Majority of applications for CPF funds on medical grounds successful: MOM

Majority of applications for CPF funds on medical grounds successful: MOM

CPF building generic
File photo of the CPF building. (Photo: TODAY)

SINGAPORE: In the last three years, about 65 per cent of applications to withdraw money from the Central Provident Fund (CPF) earlier due to medical reasons have been successful said Manpower Minister Josephine Teo in Parliament on Tuesday (Jan 15).

Under the Medical Grounds Scheme, CPF members can withdraw or start their payouts before the stipulated payout age of 65.

Eligibility criteria they have to meet under the scheme include being permanently incapacitated, terminally ill, or having a severely impaired life expectancy due to illness. Such applications have to be accompanied by the relevant doctors’ certification, the minister said.

Mrs Teo was responding to Member of Parliament for Nee Soon GRC Lee Bee Wah on the percentage of successful appeals for an earlier withdrawal of CPF payouts. 

The remaining 35 per cent were not successful because applicants did not meet the eligibility conditions and were referred to help avenues for help, such as Workforce Singapore and the Social Services Office, Mrs Teo said.

She added that the scheme will continue to be available to eligible members who may need to withdraw or start their payouts earlier than 65 years old.

MORE OPTIONS FOR EARLY WITHDRAWAL?

In her supplementary question, Dr Lee asked if it is possible to provide a third option of making the payout eligibility age lower for some such as those who have retired at 62 and do not qualify under the Medical Grounds Scheme.

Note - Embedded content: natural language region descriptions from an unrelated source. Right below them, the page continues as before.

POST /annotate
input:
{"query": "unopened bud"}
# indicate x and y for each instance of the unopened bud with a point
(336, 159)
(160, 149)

"What they don't have is money so they are asking whether CPF board will consider another option ... They are prepared to get a lower sum but at an age of 62," said Dr Lee. 

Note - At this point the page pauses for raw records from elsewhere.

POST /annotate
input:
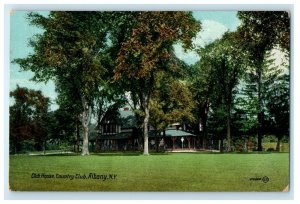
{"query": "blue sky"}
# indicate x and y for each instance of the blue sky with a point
(214, 24)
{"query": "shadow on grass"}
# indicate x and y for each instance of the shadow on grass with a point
(128, 154)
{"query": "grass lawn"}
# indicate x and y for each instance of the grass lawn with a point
(157, 172)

In response, Mrs Teo said that Singapore's payout eligibility age, which was raised to 65 last year, is in line with its international counterparts. Among the 35 Organisation for Economic Co-operation and Development (OECD) countries, more than half have a pension withdrawal age of 65 or older, she said.

"In the light of increasing longevity, people living longer and the likelihood of them working longer, in fact, some countries have already set in motion the raising of the pension withdrawal age," she added. 

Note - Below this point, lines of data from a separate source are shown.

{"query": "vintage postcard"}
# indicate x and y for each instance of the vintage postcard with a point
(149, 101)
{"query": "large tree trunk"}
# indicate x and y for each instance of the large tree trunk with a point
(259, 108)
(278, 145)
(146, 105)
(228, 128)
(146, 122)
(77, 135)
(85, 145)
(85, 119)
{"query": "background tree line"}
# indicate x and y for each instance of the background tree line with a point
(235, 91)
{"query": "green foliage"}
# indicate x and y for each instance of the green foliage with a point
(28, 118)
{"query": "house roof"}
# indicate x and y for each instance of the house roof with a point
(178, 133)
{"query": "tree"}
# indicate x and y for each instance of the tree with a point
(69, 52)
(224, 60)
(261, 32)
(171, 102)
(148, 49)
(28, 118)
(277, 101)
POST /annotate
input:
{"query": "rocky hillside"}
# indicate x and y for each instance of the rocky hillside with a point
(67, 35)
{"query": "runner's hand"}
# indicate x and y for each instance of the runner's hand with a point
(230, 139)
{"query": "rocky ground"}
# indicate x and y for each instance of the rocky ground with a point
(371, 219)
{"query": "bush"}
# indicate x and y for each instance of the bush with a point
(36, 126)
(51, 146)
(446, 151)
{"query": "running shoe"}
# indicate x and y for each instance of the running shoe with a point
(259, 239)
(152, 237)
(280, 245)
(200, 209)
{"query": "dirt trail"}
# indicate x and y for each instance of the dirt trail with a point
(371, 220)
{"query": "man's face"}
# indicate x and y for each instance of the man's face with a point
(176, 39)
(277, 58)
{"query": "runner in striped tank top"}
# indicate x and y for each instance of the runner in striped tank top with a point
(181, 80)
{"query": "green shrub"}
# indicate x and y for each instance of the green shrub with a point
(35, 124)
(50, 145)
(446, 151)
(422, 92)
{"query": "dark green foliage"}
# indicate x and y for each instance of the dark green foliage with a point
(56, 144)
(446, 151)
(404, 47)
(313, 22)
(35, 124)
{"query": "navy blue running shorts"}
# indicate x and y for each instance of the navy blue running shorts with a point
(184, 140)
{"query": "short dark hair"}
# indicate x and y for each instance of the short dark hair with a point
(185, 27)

For instance, the Netherlands, Denmark and Germany are in the process of raising their pension withdrawal age to 67 years old. 

"So against such a backdrop, we must really ask if it is wise to lower our own payout eligibility age ... especially considering how we now have re-employment legislation that puts an obligation on the employers to offer work up till 67," Mrs Teo said. 

Since 2013, employers are obliged to offer employers continued employment after the age of 62, up to the age of 65. Of those eligible for re-employment, more than 98 per cent were offered re-employment. 

In 2017, the re-employment age was raised further from 65 to 67.

In the last 10 years, employment rate for residents between 60 and 64 years old has risen from 47.2 per cent in 2008 to 60.4 per cent in 2018 partly due to these changes, said Mrs Teo.